Detecting Bias and other Toxic Workplace Behavior using AI

By Ken Klein
Detecting Bias and other Toxic Workplace Behavior using AI

The potential for bias in data and artificial intelligence programming has been widely acknowledged. Now AI is playing a leading role in rooting out and analyzing bias and other workplace risks to improve organizational health.

Undeniably, bias in data leads to bias in AI models. It’s a lingering issue that machine learning engineers and data scientists are careful to take into account. But AI can now be used in a novel way to detect bias in the workplace. Not only bias but also other negative workplace dynamics that can erode employee motivation, engagement, productivity, increase attrition rates, and tear at the very fabric of corporate culture.

Bias + Toxicity = Risk

A study by Gallup found that employee disengagement costs U.S. businesses $450-550 billion a year. Another study, by The Center for Talent Innovation proved these findings. Employees who perceive bias at work — based on gender, age, race, religion, appearance, politics, etc. — are three times more likely as those who don't perceive bias to quit within a year. These disgruntled employees are also much more likely to stagnate at work, to withhold ideas or solutions, and to speak ill about their company outside of work.  
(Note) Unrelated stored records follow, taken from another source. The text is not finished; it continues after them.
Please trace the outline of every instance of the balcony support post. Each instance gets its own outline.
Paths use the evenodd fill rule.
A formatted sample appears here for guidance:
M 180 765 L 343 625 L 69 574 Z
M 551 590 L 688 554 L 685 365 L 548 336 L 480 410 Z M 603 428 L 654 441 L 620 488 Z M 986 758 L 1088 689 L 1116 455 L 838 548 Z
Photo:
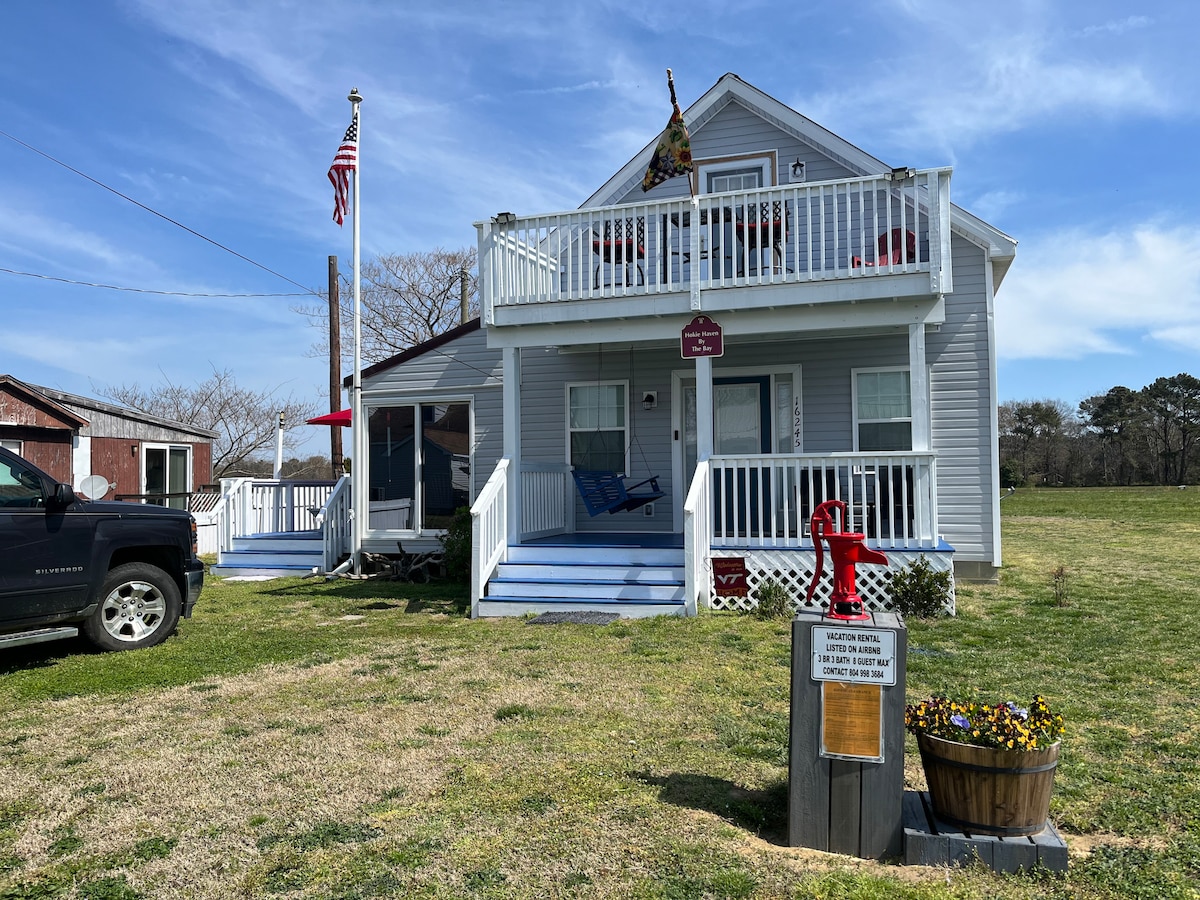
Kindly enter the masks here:
M 713 455 L 713 366 L 711 356 L 696 357 L 696 461 Z
M 505 347 L 504 366 L 504 456 L 508 467 L 508 534 L 521 536 L 521 348 Z

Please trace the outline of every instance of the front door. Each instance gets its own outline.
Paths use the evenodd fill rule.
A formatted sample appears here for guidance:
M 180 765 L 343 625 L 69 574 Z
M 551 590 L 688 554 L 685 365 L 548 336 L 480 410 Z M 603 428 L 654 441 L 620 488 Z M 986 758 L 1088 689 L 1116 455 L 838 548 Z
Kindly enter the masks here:
M 747 456 L 771 452 L 771 378 L 735 376 L 713 379 L 713 453 Z M 682 522 L 682 494 L 696 473 L 696 385 L 683 385 L 683 490 L 677 491 Z M 732 484 L 722 487 L 732 496 Z

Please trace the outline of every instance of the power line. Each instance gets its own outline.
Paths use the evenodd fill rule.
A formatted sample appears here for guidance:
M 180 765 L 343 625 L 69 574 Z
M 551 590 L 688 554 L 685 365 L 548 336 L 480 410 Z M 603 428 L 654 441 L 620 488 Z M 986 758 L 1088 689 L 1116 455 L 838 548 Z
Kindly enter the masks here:
M 24 275 L 26 278 L 41 278 L 44 281 L 57 281 L 60 284 L 76 284 L 80 287 L 104 288 L 109 291 L 128 291 L 133 294 L 158 294 L 163 297 L 226 297 L 226 298 L 246 298 L 246 297 L 308 297 L 315 291 L 305 291 L 301 293 L 291 294 L 202 294 L 189 291 L 156 291 L 151 288 L 135 288 L 122 287 L 117 284 L 97 284 L 93 281 L 75 281 L 70 278 L 60 278 L 57 275 L 43 275 L 39 272 L 19 272 L 16 269 L 6 269 L 0 266 L 0 272 L 5 272 L 9 275 Z M 323 297 L 324 294 L 317 294 L 318 297 Z
M 304 293 L 306 293 L 306 294 L 313 294 L 313 295 L 315 295 L 315 296 L 318 296 L 318 297 L 320 297 L 320 296 L 323 296 L 323 295 L 321 295 L 321 294 L 317 293 L 316 291 L 314 291 L 312 288 L 306 287 L 305 285 L 301 284 L 301 283 L 300 283 L 300 282 L 298 282 L 298 281 L 293 281 L 292 279 L 288 278 L 286 275 L 283 275 L 283 274 L 281 274 L 281 273 L 279 273 L 279 272 L 276 272 L 274 269 L 268 268 L 267 266 L 264 266 L 264 265 L 263 265 L 262 263 L 260 263 L 260 262 L 255 262 L 255 261 L 254 261 L 254 260 L 252 260 L 250 257 L 248 257 L 248 256 L 244 256 L 243 254 L 241 254 L 241 253 L 238 253 L 236 250 L 234 250 L 234 249 L 232 249 L 232 248 L 230 248 L 230 247 L 226 247 L 226 246 L 225 246 L 224 244 L 222 244 L 220 241 L 215 241 L 215 240 L 213 240 L 212 238 L 210 238 L 210 237 L 208 237 L 208 236 L 206 236 L 206 235 L 203 235 L 203 234 L 201 234 L 200 232 L 196 231 L 194 228 L 189 228 L 188 226 L 184 225 L 182 222 L 177 222 L 175 219 L 172 219 L 170 216 L 168 216 L 168 215 L 165 215 L 165 214 L 163 214 L 163 213 L 160 213 L 160 212 L 159 212 L 158 210 L 156 210 L 156 209 L 152 209 L 151 207 L 147 206 L 145 203 L 142 203 L 142 202 L 140 202 L 140 201 L 138 201 L 138 200 L 134 200 L 132 197 L 130 197 L 130 196 L 129 196 L 129 195 L 127 195 L 127 194 L 122 194 L 122 193 L 121 193 L 120 191 L 118 191 L 116 188 L 114 188 L 114 187 L 110 187 L 109 185 L 105 184 L 103 181 L 98 181 L 97 179 L 93 178 L 91 175 L 88 175 L 88 174 L 86 174 L 86 173 L 84 173 L 84 172 L 80 172 L 78 169 L 76 169 L 76 168 L 74 168 L 74 167 L 72 167 L 72 166 L 69 166 L 69 165 L 67 165 L 65 162 L 63 162 L 63 161 L 62 161 L 62 160 L 60 160 L 60 159 L 55 159 L 55 158 L 54 158 L 53 156 L 51 156 L 49 153 L 46 153 L 46 152 L 44 152 L 44 151 L 42 151 L 42 150 L 39 150 L 37 147 L 34 147 L 34 146 L 32 146 L 31 144 L 27 144 L 27 143 L 25 143 L 25 142 L 24 142 L 23 140 L 21 140 L 20 138 L 13 137 L 13 136 L 12 136 L 11 134 L 9 134 L 7 131 L 0 131 L 0 135 L 3 135 L 4 137 L 8 138 L 8 139 L 9 139 L 10 141 L 12 141 L 14 144 L 20 144 L 20 145 L 21 145 L 22 147 L 24 147 L 26 150 L 31 150 L 32 152 L 36 153 L 38 156 L 41 156 L 41 157 L 43 157 L 44 159 L 48 159 L 48 160 L 50 160 L 50 162 L 54 163 L 56 166 L 62 166 L 62 167 L 63 167 L 64 169 L 66 169 L 68 172 L 74 172 L 74 173 L 75 173 L 76 175 L 78 175 L 80 178 L 84 178 L 84 179 L 86 179 L 86 180 L 90 181 L 92 184 L 96 185 L 97 187 L 102 187 L 102 188 L 104 188 L 106 191 L 109 191 L 110 193 L 116 194 L 116 195 L 117 195 L 118 197 L 120 197 L 122 200 L 127 200 L 127 201 L 129 201 L 130 203 L 132 203 L 134 206 L 137 206 L 137 207 L 139 207 L 139 208 L 141 208 L 141 209 L 144 209 L 144 210 L 145 210 L 146 212 L 148 212 L 148 213 L 153 213 L 154 215 L 158 216 L 160 219 L 163 219 L 164 221 L 170 222 L 170 223 L 171 223 L 172 225 L 174 225 L 175 227 L 177 227 L 177 228 L 182 228 L 182 229 L 183 229 L 184 231 L 186 231 L 188 234 L 194 235 L 195 237 L 198 237 L 198 238 L 200 238 L 200 240 L 202 240 L 202 241 L 207 241 L 208 243 L 212 244 L 214 247 L 218 247 L 218 248 L 220 248 L 221 250 L 224 250 L 226 253 L 230 253 L 230 254 L 232 254 L 233 256 L 236 256 L 238 259 L 240 259 L 240 260 L 242 260 L 242 261 L 244 261 L 244 262 L 248 262 L 248 263 L 250 263 L 250 265 L 252 265 L 252 266 L 255 266 L 255 267 L 259 268 L 259 269 L 262 269 L 264 272 L 267 272 L 267 273 L 269 273 L 269 274 L 271 274 L 271 275 L 274 275 L 276 278 L 282 278 L 282 279 L 283 279 L 284 281 L 286 281 L 288 284 L 295 285 L 296 287 L 298 287 L 298 288 L 300 288 L 302 291 L 304 291 Z

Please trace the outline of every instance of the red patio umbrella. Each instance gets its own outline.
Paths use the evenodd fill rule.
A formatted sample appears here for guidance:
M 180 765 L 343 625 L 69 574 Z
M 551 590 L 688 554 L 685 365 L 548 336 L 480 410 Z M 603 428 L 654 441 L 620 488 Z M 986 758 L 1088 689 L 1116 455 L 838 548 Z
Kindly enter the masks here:
M 350 425 L 350 410 L 340 409 L 334 413 L 326 413 L 313 419 L 305 419 L 309 425 Z

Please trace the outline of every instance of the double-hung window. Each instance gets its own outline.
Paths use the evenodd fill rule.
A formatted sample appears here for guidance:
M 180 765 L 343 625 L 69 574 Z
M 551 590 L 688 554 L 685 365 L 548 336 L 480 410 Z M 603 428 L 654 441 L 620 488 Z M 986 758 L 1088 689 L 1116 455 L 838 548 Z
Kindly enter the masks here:
M 912 378 L 908 369 L 856 369 L 854 449 L 912 449 Z
M 624 381 L 567 385 L 568 461 L 576 469 L 628 471 L 628 396 Z

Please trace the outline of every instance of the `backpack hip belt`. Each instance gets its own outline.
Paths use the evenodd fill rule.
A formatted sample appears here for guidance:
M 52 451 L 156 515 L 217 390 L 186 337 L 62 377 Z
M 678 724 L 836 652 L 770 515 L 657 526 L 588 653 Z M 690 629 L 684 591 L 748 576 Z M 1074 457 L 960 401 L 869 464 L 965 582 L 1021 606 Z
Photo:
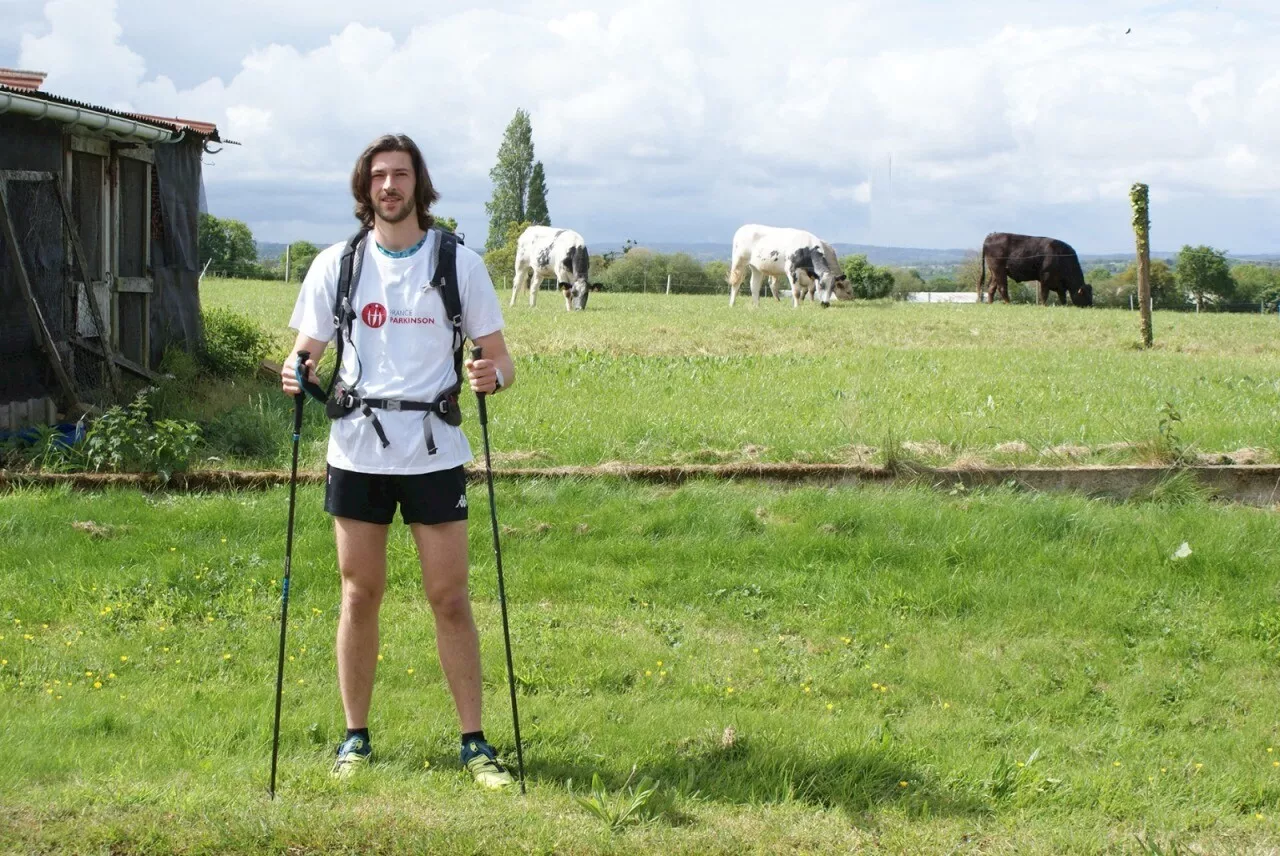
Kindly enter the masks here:
M 366 419 L 373 423 L 373 430 L 378 433 L 378 440 L 385 449 L 391 445 L 382 421 L 373 411 L 386 410 L 391 413 L 401 411 L 418 411 L 422 416 L 422 433 L 427 443 L 427 454 L 437 451 L 435 435 L 431 431 L 431 417 L 438 416 L 446 425 L 457 427 L 462 424 L 462 409 L 458 406 L 459 387 L 454 385 L 436 397 L 435 401 L 406 401 L 399 398 L 362 398 L 356 393 L 338 387 L 337 393 L 325 403 L 324 412 L 330 419 L 341 419 L 347 414 L 359 410 Z

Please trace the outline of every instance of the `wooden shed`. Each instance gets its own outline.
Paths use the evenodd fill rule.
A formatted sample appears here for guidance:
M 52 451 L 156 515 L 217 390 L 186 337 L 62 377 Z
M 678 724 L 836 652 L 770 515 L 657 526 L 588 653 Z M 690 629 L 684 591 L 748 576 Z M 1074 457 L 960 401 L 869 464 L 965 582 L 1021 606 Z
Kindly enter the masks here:
M 118 402 L 202 335 L 201 161 L 218 129 L 43 82 L 0 69 L 0 431 Z

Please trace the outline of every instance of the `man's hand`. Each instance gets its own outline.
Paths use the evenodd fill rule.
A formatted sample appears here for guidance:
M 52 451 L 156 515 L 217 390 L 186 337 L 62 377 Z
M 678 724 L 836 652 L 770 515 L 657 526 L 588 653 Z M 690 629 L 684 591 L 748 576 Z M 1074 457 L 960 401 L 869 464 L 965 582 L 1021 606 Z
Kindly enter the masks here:
M 307 360 L 307 380 L 314 384 L 320 383 L 320 378 L 316 375 L 315 360 Z M 298 385 L 297 351 L 294 351 L 289 355 L 289 359 L 285 361 L 284 366 L 280 369 L 280 388 L 284 390 L 285 395 L 294 396 L 302 394 L 302 387 Z
M 498 389 L 498 367 L 492 360 L 467 360 L 464 365 L 472 392 L 477 395 L 492 395 Z

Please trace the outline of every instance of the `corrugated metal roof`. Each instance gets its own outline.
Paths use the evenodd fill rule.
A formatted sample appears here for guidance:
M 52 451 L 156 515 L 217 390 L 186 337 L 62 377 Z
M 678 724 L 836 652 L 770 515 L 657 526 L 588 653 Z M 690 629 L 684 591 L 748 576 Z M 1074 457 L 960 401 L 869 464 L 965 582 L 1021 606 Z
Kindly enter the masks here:
M 74 98 L 65 98 L 61 95 L 54 95 L 51 92 L 40 92 L 36 88 L 27 85 L 20 85 L 20 81 L 15 78 L 8 79 L 5 73 L 10 75 L 26 75 L 24 80 L 31 80 L 38 77 L 36 86 L 44 81 L 44 75 L 38 71 L 19 72 L 14 69 L 0 69 L 0 92 L 12 92 L 26 98 L 33 98 L 39 101 L 48 101 L 52 104 L 66 104 L 69 107 L 80 107 L 84 110 L 92 110 L 95 113 L 103 113 L 107 116 L 117 116 L 121 119 L 129 119 L 134 122 L 142 122 L 153 127 L 174 132 L 187 132 L 204 137 L 215 143 L 228 143 L 230 145 L 239 145 L 234 140 L 224 140 L 218 135 L 218 126 L 212 122 L 200 122 L 194 119 L 166 119 L 161 116 L 151 116 L 146 113 L 126 113 L 121 110 L 112 110 L 109 107 L 101 107 L 97 104 L 89 104 L 84 101 L 77 101 Z
M 23 71 L 20 68 L 0 68 L 0 86 L 35 92 L 47 77 L 43 71 Z

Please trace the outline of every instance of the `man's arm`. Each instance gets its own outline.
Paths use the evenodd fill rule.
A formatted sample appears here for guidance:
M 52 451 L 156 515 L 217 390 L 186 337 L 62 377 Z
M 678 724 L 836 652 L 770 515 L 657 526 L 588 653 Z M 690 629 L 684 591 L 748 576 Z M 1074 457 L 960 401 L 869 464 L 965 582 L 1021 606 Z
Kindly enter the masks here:
M 293 343 L 293 351 L 280 367 L 280 388 L 284 390 L 285 395 L 297 395 L 302 392 L 302 387 L 298 386 L 297 375 L 299 351 L 311 353 L 311 359 L 307 360 L 307 380 L 315 384 L 320 383 L 320 378 L 316 376 L 316 364 L 320 362 L 320 355 L 324 353 L 325 346 L 328 344 L 328 342 L 298 334 L 297 340 Z M 503 377 L 506 377 L 505 372 Z
M 498 372 L 502 372 L 502 388 L 510 389 L 516 382 L 516 367 L 507 352 L 507 340 L 502 338 L 502 331 L 481 336 L 474 343 L 482 349 L 483 356 L 465 363 L 471 391 L 492 395 L 497 391 Z

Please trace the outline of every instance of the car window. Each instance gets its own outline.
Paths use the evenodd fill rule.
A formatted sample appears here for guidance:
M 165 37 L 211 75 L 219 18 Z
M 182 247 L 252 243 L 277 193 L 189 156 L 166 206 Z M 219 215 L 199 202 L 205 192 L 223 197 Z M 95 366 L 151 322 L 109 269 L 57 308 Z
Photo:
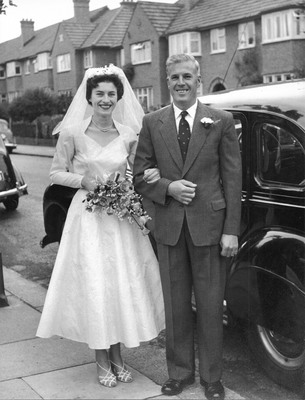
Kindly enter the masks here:
M 238 143 L 239 143 L 239 148 L 240 151 L 242 151 L 242 122 L 241 120 L 234 116 L 234 124 L 235 124 L 235 130 L 238 138 Z
M 305 151 L 293 133 L 269 123 L 258 124 L 256 132 L 260 180 L 305 186 Z

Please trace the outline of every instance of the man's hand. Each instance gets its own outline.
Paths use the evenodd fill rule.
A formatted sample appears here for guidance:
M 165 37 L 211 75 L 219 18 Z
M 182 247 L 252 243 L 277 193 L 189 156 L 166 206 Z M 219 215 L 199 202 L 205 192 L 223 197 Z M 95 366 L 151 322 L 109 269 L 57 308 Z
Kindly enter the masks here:
M 196 183 L 181 179 L 168 185 L 167 194 L 180 203 L 188 205 L 195 197 L 196 187 Z
M 233 257 L 238 250 L 238 237 L 235 235 L 223 234 L 220 240 L 221 255 L 224 257 Z
M 158 168 L 148 168 L 144 171 L 143 179 L 146 183 L 154 183 L 161 178 Z

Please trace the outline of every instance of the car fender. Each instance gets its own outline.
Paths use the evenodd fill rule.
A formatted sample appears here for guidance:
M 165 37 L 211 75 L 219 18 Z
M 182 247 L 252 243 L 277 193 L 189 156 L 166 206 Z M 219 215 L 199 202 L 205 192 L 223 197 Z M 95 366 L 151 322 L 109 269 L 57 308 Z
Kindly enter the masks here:
M 263 228 L 244 240 L 226 287 L 230 313 L 295 341 L 305 332 L 305 238 Z
M 78 189 L 62 185 L 49 185 L 43 196 L 43 215 L 46 236 L 41 240 L 40 246 L 60 242 L 68 209 Z

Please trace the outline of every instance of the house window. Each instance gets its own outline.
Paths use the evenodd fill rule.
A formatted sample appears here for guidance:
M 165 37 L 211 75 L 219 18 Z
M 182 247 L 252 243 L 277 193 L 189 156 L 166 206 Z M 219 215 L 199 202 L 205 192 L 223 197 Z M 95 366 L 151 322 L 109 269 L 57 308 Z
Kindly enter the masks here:
M 31 73 L 31 61 L 26 60 L 24 63 L 24 74 L 29 75 Z
M 85 50 L 84 52 L 84 68 L 93 67 L 92 50 Z
M 5 68 L 0 67 L 0 79 L 4 79 L 5 78 Z
M 247 49 L 255 46 L 255 25 L 253 21 L 238 25 L 238 48 Z
M 60 34 L 58 35 L 58 40 L 59 40 L 60 42 L 63 42 L 63 41 L 64 41 L 64 35 L 63 35 L 62 33 L 60 33 Z
M 151 62 L 151 43 L 150 41 L 131 45 L 132 64 L 143 64 Z
M 59 90 L 58 95 L 72 97 L 72 89 Z
M 264 75 L 263 82 L 273 83 L 273 82 L 291 81 L 292 79 L 294 79 L 294 74 L 287 72 L 283 74 Z
M 62 54 L 57 56 L 57 72 L 65 72 L 71 70 L 70 54 Z
M 11 103 L 13 100 L 17 99 L 19 93 L 18 92 L 9 92 L 8 93 L 8 102 Z
M 225 28 L 211 30 L 211 53 L 222 53 L 226 51 Z
M 17 61 L 12 61 L 6 64 L 7 77 L 21 75 L 21 65 Z
M 6 103 L 6 94 L 5 93 L 1 94 L 1 103 Z
M 148 112 L 153 107 L 152 87 L 138 88 L 134 92 L 144 112 Z
M 45 69 L 51 68 L 51 57 L 49 53 L 40 53 L 34 63 L 34 71 L 43 71 Z
M 302 10 L 284 10 L 262 16 L 263 43 L 305 38 Z
M 169 37 L 169 55 L 188 53 L 201 55 L 201 39 L 199 32 L 183 32 Z
M 296 37 L 304 38 L 305 35 L 305 10 L 293 10 L 293 28 Z

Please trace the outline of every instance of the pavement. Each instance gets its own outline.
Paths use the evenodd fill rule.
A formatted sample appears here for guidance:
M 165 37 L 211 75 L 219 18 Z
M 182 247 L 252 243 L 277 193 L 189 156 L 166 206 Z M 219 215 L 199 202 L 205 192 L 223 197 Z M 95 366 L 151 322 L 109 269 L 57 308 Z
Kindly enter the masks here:
M 52 157 L 54 150 L 18 145 L 14 153 Z M 4 297 L 8 303 L 0 307 L 0 400 L 205 399 L 198 371 L 196 382 L 178 396 L 161 394 L 167 369 L 165 349 L 158 338 L 134 349 L 122 346 L 123 358 L 134 377 L 132 383 L 119 382 L 111 389 L 101 386 L 94 351 L 86 344 L 60 337 L 36 337 L 46 291 L 18 272 L 1 268 L 0 262 L 0 300 Z M 228 388 L 225 391 L 227 400 L 246 400 Z
M 13 154 L 23 154 L 28 156 L 53 157 L 55 147 L 53 146 L 35 146 L 28 144 L 17 144 Z

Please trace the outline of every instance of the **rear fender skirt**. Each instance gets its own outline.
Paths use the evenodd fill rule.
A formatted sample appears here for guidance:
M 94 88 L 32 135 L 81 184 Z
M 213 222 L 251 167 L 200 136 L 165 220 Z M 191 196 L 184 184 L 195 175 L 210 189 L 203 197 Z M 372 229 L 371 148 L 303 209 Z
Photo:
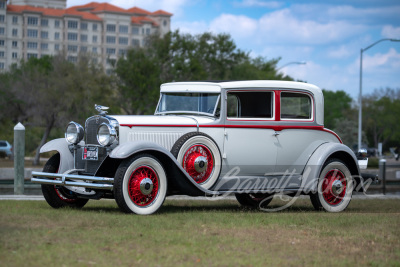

But bias is just one of a number of factors contributing to a workplace at high risk.  Other irritants include:

• Employee burnout from overly onerous deadlines, tense office politics, and feelings of isolation from working remotely
• Toxic managers who play favorites, rewarding some and penalizing others unfairly
• Productive jerks who behave more like gang members versus team players
• Quiet volcanoes — talented employees who don’t bring up concerns but instead quietly look for other opportunities

All of these behaviors cost organizations in lost revenue, lack of competitiveness, and degraded reputation thanks to employee discontent, manifested by disengagement on the job, high attrition rates, and brand sabotage.

Capturing and Analyzing Pre-attrition Signals

Symptoms and causes of a dysfunctional workplace are all too familiar. Companies typically respond with good intentions. They make efforts to expand communications and understanding through mentoring, training, and opportunities for growth and advancement. Yet attrition continues to plague companies, costing American businesses alone $1 trillion annually, according to Gallup.

At the root of the problem is the lack of timely visibility into what’s happening among employees. Managers need this insight to understand what’s going on with each employee and to respond proactively and in the right way to address problems. Even working in the same building or campus, this insight can be hard to attain and sustain in our fast-paced workaday world and it’s even more challenging with remote workers.  

Thankfully, AI is coming to the rescue.

Patterns of behavior can be identified in metadata, analyzed, and used to better and more proactively care for employees. By building and deploying AI models based on diverse behavioral metadata sources in enterprises, AI can detect and expose systemic bias and other talent risks with high efficiency and at tremendous scale. That’s exactly what our patent-pending talent risk management product Procaire™ does.

Procaire Talent Risk Management

By analyzing enterprise metadata, Procaire’s machine learning algorithms discover patterns that may include the early signs of institutional bias or other organizational risk factors. The software learns behaviors, identifies them, and provides early attrition risk detection. Multiple neural network layers detect connections among normalized signals that are impossible for humans alone to see.  By analyzing key features that indicate enterprise risk, Procaire examines what its machine learning model has found and provides risk factor explanations, recommendations, and action process workflows.  

There are hundreds of data inputs that generate many thousands of parameters  derived from the organization's behavioral historical metadata, capturing each employee’s connectedness, career growth markers, contribution factors, and other contextual parameters.

Gathered as metadata and depersonalized to maintain employee confidentiality and privacy, these signals become early warnings to managers. The correlated data can also be used for diversity and inclusion compliance reporting.

Executives and line managers no longer have to guess what emerging risks and behaviors may be brewing within your organizations. Now, armed with facts, you can respond proactively to forge and sustain an equitable and healthy workplace with higher engagement, productivity, and retention.